ELECCIONES 2019

Más agresivo que en el primer debate, Macri puso todas las fichas en hablar sobre corrupción y especuló sobre llegar al balotaje

Pasó el segundo debate presidencial y sólo resta la cuenta regresiva para las elecciones del próximo domingo. El Presidente mencionó la corrupción cada vez que pudo, y Fernández golpeó al hablar sobre pobreza, empleo y negocios para el entorno macrista.



El segundo debate entre presidenciables fue en territorio porteño, por lo que el jefe de Gobierno, Horacio Rodríguez Larreta, y su principal rival, Matías Lammens, estuvieron presentes en la Facultad de Derecho y siguieron de cerca el desempeño de quienes encabezan Juntos por el Cambio y el Frente de Todos, Mauricio Macri y Alberto Fernández respectivamente. Tal como se esperaba, hubo más dardos que en el primer encuentro –en el Litoral- y sólo resta la cuenta regresiva para las elecciones del próximo domingo.

Otra vez, como pasó en el primer encuentro, Fernández comenzó golpeando duro. Le recordó a Macri el blanqueo de millones de su hermano, mientras que el Presidente devolvió con la corrupción en la obra pública. A su turno, Fernández le señaló que es el hijo de Franco Macri y formó parte de sus negocios con el Estado. Macri se quejó de que hablaran de un muerto, cuando fue él quien lo vinculó a la corrupción a pocos días de la muerte de su padre.

A diferencia del primer debate, en el que los embates de Fernández parecían descolocar a Macri, esta vez el Presidente se mostró más decidido a devolver y contragolpear. Aunque el mandatario esperaba el bloque sobre seguridad para intentar lucirse, no logró hacerlo. "Cuando Alberto Fernández era jefe de Gabinete, llegamos a importar 20 mil kilos de efedrina. No van a cambiar", advirtió. "Gracias a Dios, presidente Macri, no nos parecemos en nada –respondió Fernández- Por mucho de lo que usted dice el consumo de droga y marihuana ha aumentado. Eso quiere decir que el negocio está proliferando”. El candidato del Frente de Todos le recordó que “el presupuesto de seguridad cayó un 38 por ciento con respecto a 2015” y Macri sólo atinó a acusar al kirchnerismo de darle "un gatillo fácil a los delincuentes. Si alguien apuñala, la policía lo tiene que detener". Así, volvió a sostener la Doctrina Chocobar.
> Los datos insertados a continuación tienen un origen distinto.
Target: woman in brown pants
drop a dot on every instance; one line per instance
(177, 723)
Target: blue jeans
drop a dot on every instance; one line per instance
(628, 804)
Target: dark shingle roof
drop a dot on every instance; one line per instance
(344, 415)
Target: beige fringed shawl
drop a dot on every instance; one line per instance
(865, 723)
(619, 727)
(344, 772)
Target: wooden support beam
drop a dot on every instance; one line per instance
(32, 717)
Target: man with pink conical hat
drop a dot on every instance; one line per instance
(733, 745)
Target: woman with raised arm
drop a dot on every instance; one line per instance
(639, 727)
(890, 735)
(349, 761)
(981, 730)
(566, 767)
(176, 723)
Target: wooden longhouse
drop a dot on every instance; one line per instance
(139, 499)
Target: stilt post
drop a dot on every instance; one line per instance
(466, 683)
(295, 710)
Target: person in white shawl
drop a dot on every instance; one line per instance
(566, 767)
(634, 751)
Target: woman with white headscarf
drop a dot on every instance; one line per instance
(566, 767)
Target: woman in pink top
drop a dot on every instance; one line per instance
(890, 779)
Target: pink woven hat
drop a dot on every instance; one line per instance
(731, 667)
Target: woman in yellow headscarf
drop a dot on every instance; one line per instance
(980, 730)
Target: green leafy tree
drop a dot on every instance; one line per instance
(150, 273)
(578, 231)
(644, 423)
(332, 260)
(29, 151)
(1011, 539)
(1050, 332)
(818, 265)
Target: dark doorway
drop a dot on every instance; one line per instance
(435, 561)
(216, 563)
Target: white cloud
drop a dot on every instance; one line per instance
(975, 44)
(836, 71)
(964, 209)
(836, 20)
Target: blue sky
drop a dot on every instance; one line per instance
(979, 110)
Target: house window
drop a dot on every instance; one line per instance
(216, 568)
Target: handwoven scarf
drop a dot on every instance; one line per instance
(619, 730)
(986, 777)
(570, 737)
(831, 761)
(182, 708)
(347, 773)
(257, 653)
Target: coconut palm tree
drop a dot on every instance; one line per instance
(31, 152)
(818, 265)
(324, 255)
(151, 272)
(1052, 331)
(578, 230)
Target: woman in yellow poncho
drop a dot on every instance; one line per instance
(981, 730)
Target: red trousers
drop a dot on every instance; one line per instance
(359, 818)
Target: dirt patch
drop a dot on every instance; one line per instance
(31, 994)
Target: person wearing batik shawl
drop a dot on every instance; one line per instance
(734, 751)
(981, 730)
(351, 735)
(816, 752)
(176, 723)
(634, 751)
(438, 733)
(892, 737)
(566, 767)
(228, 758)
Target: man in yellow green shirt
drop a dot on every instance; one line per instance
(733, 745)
La Ciudad se coló en el debate cuando Macri acusó a Fernández de querer sacarle los fondos de coparticipación, algo que surgió a partir de una versión mediática. "Ahora el kirchnerismo habla del federalismo, después de usar el látigo y la chequera. Ya avisaron que le van a sacar los recursos a la Ciudad de Buenos Aires", planteó el Presidente. Fernández respondió con alusiones a la prensa: "El Presidente está preocupado de cómo le irá la prensa conmigo. Fui a dar entrevistas a mis principales opositores. El Presidente, no. Les pidió a los medios que encubran sus principales errores. La prensa corre peligro con él, no conmigo", le retrucó Fernández.

Al debatir sobre empleo, todos le pegaron a Macri. Fernánez exclamó: “Tenemos un presidente que piensa que el trabajo es un costo y, por lo tanto, no se preocupa. Los emprendedores son monotributistas que se suben a una bicicleta y reparten pizza. El Presidente uberizó la economía argentina. El trabajo registrado es la mejor garantía de paz social". Mari respondió con promesas: “Es verdad que tuvimos un problema de empleo en este año. Es verdad que creamos muchos empleos informales. Cuando pase la incertidumbre electoral, la Argentina va a crecer".

Al momento de analizar las políticas de vivienda, el negacionista Gómez Centurión  criticó "los planes y los piqueteros", mientras que José Luis Espert dijo que se les puede pagar la mitad a los jubilados. Durante toda la noche, compitieron por ver quién quedaba más a la derecha.

"En el tema de la pobreza es donde menos quiero parecerme a usted. Lo más grave es cómo multiplicó el hambre", le lanzó Fernández al Presidente, quien consideró “indignante escucharlos hablar de pobreza. No les creo nada. Lo único que hicieron fue ocultarla”.

"Aguantar la agresividad kirchnerista es duro. Pero aguantar que digan que ellos son los que saben es increíble. Lo peor es que voy a tener que escucharlo en tres semanas diciéndome las mismas cosas. Espero haberme ganado el cielo", ironizó Macri, especulando con un eventual balotaje, pese a que todas las encuestas indican que no existirá tal instancia y será derrotado en primera vuelta.